Once we have a partially defined Boolean function for a subset of the vector space, we can then employ a procedure for classifying a set of new points that we can refer to as the testing set. The procedure for classifying points with unknown results is as follows: 1. Start with a training set for which result is known. 2. Use training set to generate positive and negative patterns. 3. For each new point, check whether it is covered by more positive or negative patterns and classify accordingly.
This theory works somewhat well and makes decent predictions, but, unfortunately, sometimes points are misclassified and mistakes are made. My problem this summer is to investigate the nature of such mistakes.
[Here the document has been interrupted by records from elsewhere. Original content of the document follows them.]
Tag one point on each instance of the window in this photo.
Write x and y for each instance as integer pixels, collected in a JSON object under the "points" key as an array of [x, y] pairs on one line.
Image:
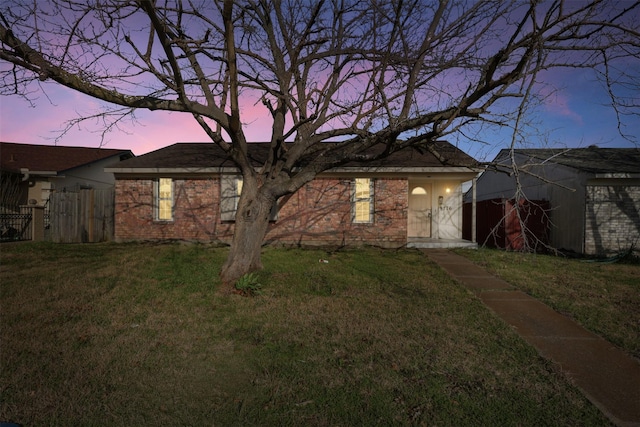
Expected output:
{"points": [[363, 200], [163, 195]]}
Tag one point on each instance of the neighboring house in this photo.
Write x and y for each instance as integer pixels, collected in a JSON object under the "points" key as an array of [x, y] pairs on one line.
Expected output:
{"points": [[593, 194], [189, 191], [31, 172]]}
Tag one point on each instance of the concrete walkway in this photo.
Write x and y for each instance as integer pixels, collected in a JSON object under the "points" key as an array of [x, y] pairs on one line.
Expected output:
{"points": [[607, 376]]}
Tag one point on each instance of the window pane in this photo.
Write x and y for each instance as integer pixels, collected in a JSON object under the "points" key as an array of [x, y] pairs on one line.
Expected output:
{"points": [[164, 210], [164, 199], [363, 211], [165, 188], [362, 188]]}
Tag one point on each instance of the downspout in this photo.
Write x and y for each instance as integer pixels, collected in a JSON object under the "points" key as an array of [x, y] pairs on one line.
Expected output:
{"points": [[473, 210]]}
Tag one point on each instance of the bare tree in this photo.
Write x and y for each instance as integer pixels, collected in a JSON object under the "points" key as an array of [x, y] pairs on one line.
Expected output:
{"points": [[362, 72]]}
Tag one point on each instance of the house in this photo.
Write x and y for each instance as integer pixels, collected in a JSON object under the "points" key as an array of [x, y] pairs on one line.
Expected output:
{"points": [[189, 191], [593, 194], [31, 172]]}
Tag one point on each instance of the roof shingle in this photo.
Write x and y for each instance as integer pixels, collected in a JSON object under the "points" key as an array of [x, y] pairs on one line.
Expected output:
{"points": [[14, 156]]}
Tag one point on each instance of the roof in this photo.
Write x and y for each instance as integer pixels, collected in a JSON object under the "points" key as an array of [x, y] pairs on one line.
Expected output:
{"points": [[591, 159], [201, 156], [52, 158]]}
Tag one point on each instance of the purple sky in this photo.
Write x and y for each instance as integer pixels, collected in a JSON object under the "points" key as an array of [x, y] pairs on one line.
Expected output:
{"points": [[575, 116]]}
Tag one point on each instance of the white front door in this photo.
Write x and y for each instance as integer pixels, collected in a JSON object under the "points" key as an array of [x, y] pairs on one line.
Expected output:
{"points": [[419, 218]]}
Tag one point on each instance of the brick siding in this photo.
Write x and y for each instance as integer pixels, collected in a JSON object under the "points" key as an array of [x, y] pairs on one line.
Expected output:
{"points": [[317, 214], [612, 222]]}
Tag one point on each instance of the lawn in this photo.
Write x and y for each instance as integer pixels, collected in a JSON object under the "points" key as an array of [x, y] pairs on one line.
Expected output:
{"points": [[604, 298], [137, 334]]}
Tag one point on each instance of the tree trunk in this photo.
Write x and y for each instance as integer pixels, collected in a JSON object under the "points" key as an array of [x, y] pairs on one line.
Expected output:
{"points": [[252, 220]]}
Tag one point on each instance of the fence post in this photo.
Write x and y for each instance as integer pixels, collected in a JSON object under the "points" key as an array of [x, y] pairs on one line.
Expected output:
{"points": [[37, 222]]}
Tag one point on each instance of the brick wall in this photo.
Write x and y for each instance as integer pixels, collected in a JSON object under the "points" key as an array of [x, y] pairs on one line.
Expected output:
{"points": [[317, 214], [612, 220]]}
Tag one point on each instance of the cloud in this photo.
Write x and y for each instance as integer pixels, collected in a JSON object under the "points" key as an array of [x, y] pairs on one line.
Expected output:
{"points": [[557, 103]]}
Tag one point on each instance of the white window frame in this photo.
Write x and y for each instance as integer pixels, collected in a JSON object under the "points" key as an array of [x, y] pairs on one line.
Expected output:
{"points": [[158, 200], [357, 199]]}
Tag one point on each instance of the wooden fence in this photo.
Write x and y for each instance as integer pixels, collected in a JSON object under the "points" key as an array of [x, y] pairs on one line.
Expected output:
{"points": [[82, 217]]}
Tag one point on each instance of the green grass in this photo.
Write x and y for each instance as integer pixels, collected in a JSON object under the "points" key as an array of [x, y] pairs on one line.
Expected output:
{"points": [[135, 334], [604, 298]]}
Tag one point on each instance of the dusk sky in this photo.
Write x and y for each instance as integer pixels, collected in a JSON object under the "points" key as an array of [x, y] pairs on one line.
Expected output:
{"points": [[576, 116]]}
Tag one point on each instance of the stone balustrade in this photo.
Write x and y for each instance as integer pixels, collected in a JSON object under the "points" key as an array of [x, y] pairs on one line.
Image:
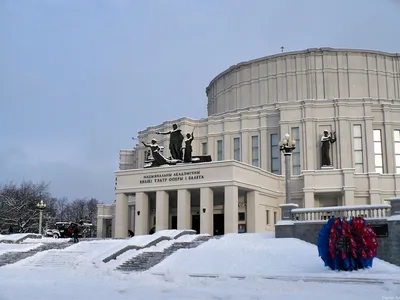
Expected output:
{"points": [[376, 211]]}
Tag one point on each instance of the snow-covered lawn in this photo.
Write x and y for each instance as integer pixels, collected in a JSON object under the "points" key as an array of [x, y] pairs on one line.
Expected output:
{"points": [[17, 247], [249, 255], [261, 255], [19, 284]]}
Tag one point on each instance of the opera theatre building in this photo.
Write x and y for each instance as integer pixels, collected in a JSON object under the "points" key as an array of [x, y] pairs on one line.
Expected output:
{"points": [[339, 110]]}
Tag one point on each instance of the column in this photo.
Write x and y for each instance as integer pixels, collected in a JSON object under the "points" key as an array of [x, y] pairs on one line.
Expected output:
{"points": [[309, 199], [121, 216], [184, 212], [245, 154], [264, 149], [162, 210], [374, 189], [228, 152], [206, 211], [100, 228], [348, 187], [231, 209], [252, 219], [142, 214]]}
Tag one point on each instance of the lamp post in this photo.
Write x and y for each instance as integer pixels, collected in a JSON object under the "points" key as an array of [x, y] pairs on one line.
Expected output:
{"points": [[41, 206], [287, 145]]}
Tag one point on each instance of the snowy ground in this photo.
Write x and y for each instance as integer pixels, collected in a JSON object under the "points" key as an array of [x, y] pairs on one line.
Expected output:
{"points": [[251, 255]]}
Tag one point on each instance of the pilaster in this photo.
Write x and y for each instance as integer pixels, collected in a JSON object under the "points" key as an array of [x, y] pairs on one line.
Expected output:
{"points": [[231, 202], [206, 211], [121, 216], [162, 210], [142, 214], [184, 210]]}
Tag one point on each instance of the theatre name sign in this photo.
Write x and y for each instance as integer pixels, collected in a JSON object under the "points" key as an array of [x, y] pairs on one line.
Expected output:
{"points": [[171, 177]]}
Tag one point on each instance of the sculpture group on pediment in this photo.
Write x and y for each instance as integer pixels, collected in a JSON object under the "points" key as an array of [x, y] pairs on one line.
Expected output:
{"points": [[179, 153]]}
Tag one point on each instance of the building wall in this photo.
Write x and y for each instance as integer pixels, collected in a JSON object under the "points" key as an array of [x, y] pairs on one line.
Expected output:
{"points": [[322, 73], [254, 104]]}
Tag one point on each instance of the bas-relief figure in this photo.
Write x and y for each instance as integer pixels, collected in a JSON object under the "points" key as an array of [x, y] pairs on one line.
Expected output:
{"points": [[188, 148], [326, 140], [179, 154], [158, 158], [175, 143]]}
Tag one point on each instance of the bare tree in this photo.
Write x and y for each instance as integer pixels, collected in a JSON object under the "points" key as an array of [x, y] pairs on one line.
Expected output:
{"points": [[19, 212], [18, 206]]}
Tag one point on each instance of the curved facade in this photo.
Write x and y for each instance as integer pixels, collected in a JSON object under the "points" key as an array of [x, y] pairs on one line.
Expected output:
{"points": [[251, 106], [323, 73]]}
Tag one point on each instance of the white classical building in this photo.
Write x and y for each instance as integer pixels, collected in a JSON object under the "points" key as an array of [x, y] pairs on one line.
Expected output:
{"points": [[251, 106]]}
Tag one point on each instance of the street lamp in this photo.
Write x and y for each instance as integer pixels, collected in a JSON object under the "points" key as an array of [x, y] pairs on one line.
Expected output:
{"points": [[287, 145], [41, 206]]}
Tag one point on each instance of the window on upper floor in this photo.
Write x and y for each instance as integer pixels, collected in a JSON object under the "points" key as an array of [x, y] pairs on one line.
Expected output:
{"points": [[296, 167], [220, 150], [204, 150], [255, 161], [275, 154], [378, 151], [236, 149], [357, 148], [397, 150]]}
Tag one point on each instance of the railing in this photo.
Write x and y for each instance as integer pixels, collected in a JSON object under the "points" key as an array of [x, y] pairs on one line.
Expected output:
{"points": [[376, 211]]}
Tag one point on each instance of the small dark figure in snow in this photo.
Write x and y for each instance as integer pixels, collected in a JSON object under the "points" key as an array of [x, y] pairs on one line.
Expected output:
{"points": [[76, 234]]}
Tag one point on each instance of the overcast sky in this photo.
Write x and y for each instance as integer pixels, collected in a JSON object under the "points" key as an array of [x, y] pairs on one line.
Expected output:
{"points": [[79, 78]]}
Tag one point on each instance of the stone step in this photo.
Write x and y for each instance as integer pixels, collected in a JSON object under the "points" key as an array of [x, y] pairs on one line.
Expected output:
{"points": [[147, 260], [13, 257]]}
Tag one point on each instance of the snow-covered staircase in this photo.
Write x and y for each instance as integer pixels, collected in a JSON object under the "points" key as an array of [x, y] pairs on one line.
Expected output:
{"points": [[13, 257], [147, 260]]}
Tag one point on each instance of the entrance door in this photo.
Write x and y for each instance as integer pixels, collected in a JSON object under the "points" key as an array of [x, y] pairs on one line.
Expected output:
{"points": [[196, 223], [174, 222], [218, 224]]}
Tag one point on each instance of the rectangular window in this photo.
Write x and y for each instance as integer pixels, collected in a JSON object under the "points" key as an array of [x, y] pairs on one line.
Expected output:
{"points": [[357, 147], [236, 149], [255, 161], [204, 149], [220, 150], [378, 151], [296, 167], [275, 154], [397, 149]]}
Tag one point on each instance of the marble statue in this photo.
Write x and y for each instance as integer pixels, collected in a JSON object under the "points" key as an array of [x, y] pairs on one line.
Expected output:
{"points": [[175, 144]]}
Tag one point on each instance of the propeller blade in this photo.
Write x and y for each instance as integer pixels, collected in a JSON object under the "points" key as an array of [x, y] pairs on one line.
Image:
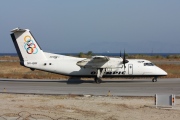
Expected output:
{"points": [[120, 54]]}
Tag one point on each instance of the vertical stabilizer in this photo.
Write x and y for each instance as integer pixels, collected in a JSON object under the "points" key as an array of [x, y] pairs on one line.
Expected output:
{"points": [[26, 45]]}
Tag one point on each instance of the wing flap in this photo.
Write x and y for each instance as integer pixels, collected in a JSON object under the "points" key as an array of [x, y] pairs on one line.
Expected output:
{"points": [[94, 62]]}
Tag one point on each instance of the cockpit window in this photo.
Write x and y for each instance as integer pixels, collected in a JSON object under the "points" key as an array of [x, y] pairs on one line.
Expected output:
{"points": [[148, 64]]}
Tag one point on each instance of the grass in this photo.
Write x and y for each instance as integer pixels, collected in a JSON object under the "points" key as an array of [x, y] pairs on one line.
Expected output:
{"points": [[12, 69]]}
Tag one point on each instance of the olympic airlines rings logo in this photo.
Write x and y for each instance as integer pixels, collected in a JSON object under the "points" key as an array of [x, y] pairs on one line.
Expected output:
{"points": [[29, 45]]}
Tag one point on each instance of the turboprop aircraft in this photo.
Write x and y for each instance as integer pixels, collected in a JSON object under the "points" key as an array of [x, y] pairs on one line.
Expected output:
{"points": [[32, 56]]}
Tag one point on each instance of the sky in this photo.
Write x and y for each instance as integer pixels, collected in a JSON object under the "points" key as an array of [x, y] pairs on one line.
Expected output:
{"points": [[73, 26]]}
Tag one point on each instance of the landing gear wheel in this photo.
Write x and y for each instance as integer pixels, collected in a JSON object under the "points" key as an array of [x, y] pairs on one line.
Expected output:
{"points": [[154, 80], [97, 80]]}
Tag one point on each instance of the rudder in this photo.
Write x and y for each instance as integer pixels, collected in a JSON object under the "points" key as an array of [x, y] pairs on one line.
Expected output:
{"points": [[26, 45]]}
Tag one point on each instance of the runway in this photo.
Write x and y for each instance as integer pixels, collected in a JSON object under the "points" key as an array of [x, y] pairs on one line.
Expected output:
{"points": [[122, 87]]}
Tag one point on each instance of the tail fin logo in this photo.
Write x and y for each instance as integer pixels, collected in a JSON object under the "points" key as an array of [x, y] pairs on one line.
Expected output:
{"points": [[29, 45]]}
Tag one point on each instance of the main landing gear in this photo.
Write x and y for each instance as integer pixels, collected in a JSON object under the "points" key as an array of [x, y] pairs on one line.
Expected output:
{"points": [[154, 79], [97, 80]]}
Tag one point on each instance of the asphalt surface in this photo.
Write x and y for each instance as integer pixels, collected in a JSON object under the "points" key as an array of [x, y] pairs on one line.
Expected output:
{"points": [[122, 87]]}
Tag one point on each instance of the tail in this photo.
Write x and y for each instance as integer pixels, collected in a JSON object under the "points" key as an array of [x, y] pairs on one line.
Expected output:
{"points": [[26, 45]]}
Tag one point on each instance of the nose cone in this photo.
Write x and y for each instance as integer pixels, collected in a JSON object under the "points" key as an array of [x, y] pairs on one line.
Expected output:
{"points": [[162, 72]]}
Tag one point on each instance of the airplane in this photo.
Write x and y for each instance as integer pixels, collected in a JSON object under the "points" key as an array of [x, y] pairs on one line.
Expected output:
{"points": [[32, 56]]}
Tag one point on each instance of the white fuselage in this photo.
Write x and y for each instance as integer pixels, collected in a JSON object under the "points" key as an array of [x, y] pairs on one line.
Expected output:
{"points": [[67, 65]]}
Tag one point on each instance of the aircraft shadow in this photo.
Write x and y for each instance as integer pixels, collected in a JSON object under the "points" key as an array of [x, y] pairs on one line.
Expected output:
{"points": [[78, 81]]}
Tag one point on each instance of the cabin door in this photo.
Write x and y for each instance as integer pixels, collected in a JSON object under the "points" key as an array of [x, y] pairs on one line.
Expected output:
{"points": [[130, 69]]}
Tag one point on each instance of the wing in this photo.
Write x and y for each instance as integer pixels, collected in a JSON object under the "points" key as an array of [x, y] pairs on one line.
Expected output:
{"points": [[94, 62]]}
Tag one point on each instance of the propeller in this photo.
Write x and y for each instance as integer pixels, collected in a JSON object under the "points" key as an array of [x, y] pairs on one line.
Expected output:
{"points": [[124, 60], [120, 54]]}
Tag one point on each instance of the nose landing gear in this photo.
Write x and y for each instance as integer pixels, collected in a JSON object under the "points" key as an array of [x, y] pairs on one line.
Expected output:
{"points": [[154, 79]]}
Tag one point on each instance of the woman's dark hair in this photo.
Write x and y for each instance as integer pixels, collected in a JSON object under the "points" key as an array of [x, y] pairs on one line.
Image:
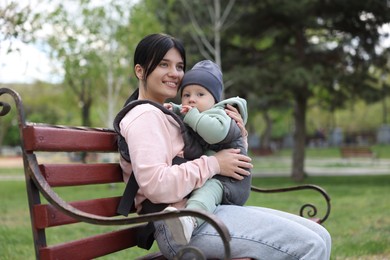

For this purpose, we defined a notion of distance for each point that we call a rank of exclusion. Rank of exclusion is the minimum number of variables needed to prove that a vector is not in the original training set.
x1 x2 x3 x4
1 1 1 0 1
1 1 1 1 1
1 0 0 1 0
1 0 1 0 0
Rank1 = -x1
Rank2 = -x1 v x2 -x3 v -x3 -x4
Rank3 = -x1 v x2 -x3 v -x3 -x4 v x2x3x4
Vector 0 0 0 1 Exclusion rank: 1
Vector 1 1 0 1 Exclusion rank: 2
Vectors with a lower exclusion rank are less similar to the original training set and, intuitively, less information is available about them
Conjecture: Vectors with a higher exclusion rank have a higher probability of being classified correctly.